Tuesday, January 23, 2007

Never Just a Book

OK. You can’t hear me but I’m taking deep, deliberate breaths. Despite the effort, my heart still pounds every fourth beat or so. To soothe the growing ache, I exhale, mouth open, nostrils flared. And I stare.

“I think I can. I think I can,” I tell myself. “It’s just a book.”

“That’s why you haven’t touched it since you brought it home.”

Mind you, this is progress.

I stared at the title for months. Every time I went to a bookstore, there it was. The author demanded my attention and I ignored him as best I could. Until yesterday. He obviously caught me off guard.

How could I fend him off with an armful of Geronimo Stilton mouse detective books, a Barbie diary, stuffed duck, and AP Bio Study Guide? Trapped by my weakened state, I was forced into the novel’s snare and rescued it from the shelf. It teetered atop my load, stretching my wallet and my mind.

“What could possibly be inside there that you can’t handle? Was The Stand so bad? The Dark Half or Carrie?”

No. Or so I thought. That is, after all, how he hooked me. I was young and impressionable, trying to hone a style and find my genre. I absorbed everything he wrote and then one day, I got scared. Like when I snuck and read The Exorcist kind of scared. (Slept with the light on for weeks after that one.) So I broke off my love-hate relationship with Stephen King. Until yesterday.
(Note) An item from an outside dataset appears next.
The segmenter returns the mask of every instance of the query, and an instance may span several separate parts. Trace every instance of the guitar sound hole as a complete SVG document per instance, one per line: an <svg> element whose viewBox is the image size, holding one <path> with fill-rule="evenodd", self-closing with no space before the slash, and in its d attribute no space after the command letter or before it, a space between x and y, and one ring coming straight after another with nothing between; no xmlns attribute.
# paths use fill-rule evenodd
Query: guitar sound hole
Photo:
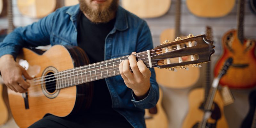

Lisey’s Story has spent her second day on the end table, where the glowering red hardcover hasn’t budged since I brought it home. There beside I Dream A World, I can pretend it harbors gentle thoughts and tranquil endings.


“You used to live for that stuff. King’s stuff. Stay up all night to inhale hundreds of his pages by daylight.” I know, I know.

Many years later, what I also know is that – twisted as Stephen is – he guides a gifted pen. Weaving words is all-consuming. Those of us who do it understand how stories demand to be told. The ways they push your mind into spaces begging to be explored and exposed. Whether real or imaginary, cityscape or dream world, we authors go there – and take you with us.

Given time, Stephen’s lure – Lisey’s Story – will ask me to ride shotgun down a road that forbids sleep. If I make it to the end, page 509, I’m sure I’ll close it with a shudder. Then I’ll clear the book a spot on the shelf, plunge back into my own journey, and marvel.

A trek that started with a paperback purchase in the seventh grade led me to become a supernatural suspense fan. A high school English teacher’s grade alluded to a future as writer, not just reader. Piles of manuscript pages later, I’m ready to lead you into stories I hope you’ll follow.

My aspiration? To never write "just a book," but rather, words that sing like Maya Angelou, tattle like Toni Morrison and haunt like Stephen King.